Chapitre I

26 octobre 2003

L’ogre vert venait d’accepter la mission que lui confiait le

prince rabougri (sauver à sa place une princesse prisonnière d’un

dragon), quand les pneus de la Kangoo firent crisser les graviers

de la cour. J’ai attrapé la zapette, j’ai figé l’image sur l’écran et j’ai

pris le fusil. Je l’avais préalablement chargé. J’ai lentement fait le

tour du canapé sur lequel j’étais assis. J’ai mis un genou à terre

et j’ai posé le double canon sur le dossier en velours grenat. Les

graviers ont recommencé à crisser (j’aime bien ce mot, ou plus

généralement, j’aime tous les mots de la langue française dont la

sonorité évoque l’action ou l’objet qu’ils sont censés décrire). Mais

cette fois, c’était les pas de Maman et de Luc qui provoquaient ce

bruit. La porte s’est ouverte… Maman est entrée la première…

J’ai tiré. Les sacs Auchan sont tombés sur les tommettes, ils se sont

affaissés et ont répandu leur contenu… C’est la première image

que j’ai retenue parce que ce sont d’abord deux paquets de Paille

d’Or, mes gaufrettes à la framboise préférées, qui en sont sortis et

ont glissé vers moi. Maman, elle, ne s’était pas affaissée comme

les sacs plastiques… Alors j’ai appuyé sur la deuxième détente et

cette fois, elle est tombée sur les courses en écrasant les gaufrettes

susmentionnées (j’aime aussi ces mots un peu désuets [c’en est un

autre] que les gens de mon âge n’utilisent jamais et qui me donnent

le sentiment de ne pas être comme eux, d’appartenir à un autre

monde. S’ils n’utilisent pas ces mots, c’est souvent qu’ils ne les

connaissent même pas. Quand ils lisent, ce qui est extrêmement rare,

ce sont toujours des bouquins calibrés pour eux, avec l’âge préconisé

indiqué à l’arrière du livre comme une date de péremption sur les

pots de yaourt ; alors évidemment, leur langue est standardisée, ils

parlent tous la même et ça les rassure ! Moi, ça m’angoisse ! J’aime

prononcer dans ma tête ces termes qui, à force d’être vieillots et

oubliés, en sont redevenus neufs, intacts, préservés des langues et

des palais communs, réservés à mon usage exclusif !) et en laissant

échapper de sa bouche un petit filet de sang.

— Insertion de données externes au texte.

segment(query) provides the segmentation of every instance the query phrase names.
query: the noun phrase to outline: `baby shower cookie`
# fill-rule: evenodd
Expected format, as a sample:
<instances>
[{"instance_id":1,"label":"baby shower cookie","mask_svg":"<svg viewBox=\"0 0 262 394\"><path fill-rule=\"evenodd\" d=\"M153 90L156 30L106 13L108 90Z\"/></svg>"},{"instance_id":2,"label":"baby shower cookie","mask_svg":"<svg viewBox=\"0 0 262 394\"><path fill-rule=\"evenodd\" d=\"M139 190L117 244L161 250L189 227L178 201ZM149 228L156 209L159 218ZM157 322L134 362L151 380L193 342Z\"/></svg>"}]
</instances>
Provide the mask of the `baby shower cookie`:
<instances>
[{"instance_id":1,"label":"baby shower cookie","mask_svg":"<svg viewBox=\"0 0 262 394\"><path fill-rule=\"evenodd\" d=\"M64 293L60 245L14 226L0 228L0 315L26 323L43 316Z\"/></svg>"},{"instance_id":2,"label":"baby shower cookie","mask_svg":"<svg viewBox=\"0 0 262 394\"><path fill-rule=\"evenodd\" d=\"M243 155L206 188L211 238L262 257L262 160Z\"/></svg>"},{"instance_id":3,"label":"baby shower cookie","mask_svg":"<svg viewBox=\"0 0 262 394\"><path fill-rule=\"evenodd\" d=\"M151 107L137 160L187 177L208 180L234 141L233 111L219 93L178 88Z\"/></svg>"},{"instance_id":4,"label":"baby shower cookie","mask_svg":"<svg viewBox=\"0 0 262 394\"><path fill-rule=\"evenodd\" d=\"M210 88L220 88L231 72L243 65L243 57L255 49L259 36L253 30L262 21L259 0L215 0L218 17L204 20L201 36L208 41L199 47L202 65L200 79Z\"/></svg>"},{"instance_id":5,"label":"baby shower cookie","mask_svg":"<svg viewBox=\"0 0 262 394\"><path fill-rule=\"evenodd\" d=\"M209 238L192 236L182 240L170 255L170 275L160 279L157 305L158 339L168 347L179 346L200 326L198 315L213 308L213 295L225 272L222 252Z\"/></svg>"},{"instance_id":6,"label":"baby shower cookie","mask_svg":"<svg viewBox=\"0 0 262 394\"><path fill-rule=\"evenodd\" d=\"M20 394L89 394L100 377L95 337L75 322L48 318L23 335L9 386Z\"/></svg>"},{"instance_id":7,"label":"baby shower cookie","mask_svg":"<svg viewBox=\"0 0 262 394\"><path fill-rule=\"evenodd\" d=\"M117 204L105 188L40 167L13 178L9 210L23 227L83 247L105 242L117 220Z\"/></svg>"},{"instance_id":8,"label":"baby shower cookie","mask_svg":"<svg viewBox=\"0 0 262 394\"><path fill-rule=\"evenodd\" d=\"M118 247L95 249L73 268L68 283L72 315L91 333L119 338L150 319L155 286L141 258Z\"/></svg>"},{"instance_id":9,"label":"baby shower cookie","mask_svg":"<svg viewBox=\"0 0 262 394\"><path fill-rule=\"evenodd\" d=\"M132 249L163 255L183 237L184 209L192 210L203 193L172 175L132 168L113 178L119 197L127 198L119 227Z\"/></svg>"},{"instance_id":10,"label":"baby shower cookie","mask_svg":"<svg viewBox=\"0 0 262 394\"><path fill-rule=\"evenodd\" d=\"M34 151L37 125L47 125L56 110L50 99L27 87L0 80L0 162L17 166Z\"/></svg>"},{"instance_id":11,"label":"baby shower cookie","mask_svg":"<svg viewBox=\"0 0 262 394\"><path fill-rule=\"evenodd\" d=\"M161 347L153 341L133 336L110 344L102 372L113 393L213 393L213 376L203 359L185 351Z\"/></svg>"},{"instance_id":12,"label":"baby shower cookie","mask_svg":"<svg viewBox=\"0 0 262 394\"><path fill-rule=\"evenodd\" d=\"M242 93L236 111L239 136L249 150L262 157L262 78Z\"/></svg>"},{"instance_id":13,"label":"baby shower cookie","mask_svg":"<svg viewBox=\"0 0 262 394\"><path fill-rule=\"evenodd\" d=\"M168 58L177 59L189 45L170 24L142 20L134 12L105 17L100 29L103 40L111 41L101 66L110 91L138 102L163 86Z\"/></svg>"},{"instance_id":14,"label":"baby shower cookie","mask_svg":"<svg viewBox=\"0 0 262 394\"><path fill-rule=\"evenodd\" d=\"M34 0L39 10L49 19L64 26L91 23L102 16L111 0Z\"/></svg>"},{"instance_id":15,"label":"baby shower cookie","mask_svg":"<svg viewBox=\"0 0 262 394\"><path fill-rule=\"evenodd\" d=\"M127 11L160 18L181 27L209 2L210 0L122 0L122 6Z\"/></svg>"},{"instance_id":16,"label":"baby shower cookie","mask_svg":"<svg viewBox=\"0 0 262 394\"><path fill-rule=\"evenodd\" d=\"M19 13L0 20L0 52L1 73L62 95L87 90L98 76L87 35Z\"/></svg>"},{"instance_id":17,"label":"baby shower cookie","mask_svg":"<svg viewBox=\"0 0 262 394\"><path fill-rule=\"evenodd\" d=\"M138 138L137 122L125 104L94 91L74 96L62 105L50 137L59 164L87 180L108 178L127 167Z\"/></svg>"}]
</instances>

Luc n’a pas réagi. Je ne sais pas ce qui s’est passé dans sa

tête, il a dû croire à un jeu ou imaginer une de ces explications

qui permettent aux enfants de quatre ans de ne jamais voir la

triste réalité de notre existence et de filtrer toutes les saloperies qui

peuvent leur passer devant les yeux. Moi aussi, j’étais comme ça à

son âge. Et puis le voile rose s’est lentement, tout doucement, petit

à petit, effiloché, si progressivement que je ne saurais dire à partir

de quand il a commencé à s’user et quand il a tout simplement

cessé de se trouver devant mon regard. Luc ne bougeait pas. Il ne

pleurait pas, ne riait pas, et fixait les sacs qui dégueulaient leur

contenu dans le vestibule. Alors j’ai posé le fusil, j’ai refait le tour

du canapé, j’ai marché vers lui en enjambant Maman, je l’ai pris

dans mes bras et je suis monté dans sa chambre. J’ai enlevé sa

laine polaire orange, je l’ai assis à son petit bureau en l’aidant à

trouver des feuilles et des crayons et je lui ai demandé de dessiner

des dauphins pour moi (c’est incroyable ce qu’il était balaise en

dauphin ! On aurait pu croire que c’était un enfant de l’Atlantide

tellement il semblait connaître ces mammifères marins de toute

éternité). Il a commencé à dessiner ; j’ai quitté sa chambre et

redescendu l’escalier ; j’ai attrapé Maman par les deux mains et je

l’ai tirée ; du pied droit, j’ai repoussé la porte de la salle de bains

et j’y suis entré avec mon paquet sanglant ; j’ai placé ma main

devant sa bouche : pas le moindre petit souffle n’en sortait ; j’ai

quitté la salle de bains ; j’ai repris le fusil ; j’ai attrapé la boîte de

cartouches que j’avais posée sur le tablier de la cheminée ; j’en ai

extrait deux jolis tubes rouges sertis de leur embout doré ; j’ai plié

le double canon ; j’ai enfoncé les deux cartouches ; j’ai refermé le

canon ; je me suis assis sur le canapé ; j’ai posé le fusil à ma droite ;

j’ai repris la zapette et j’ai relancé la cassette.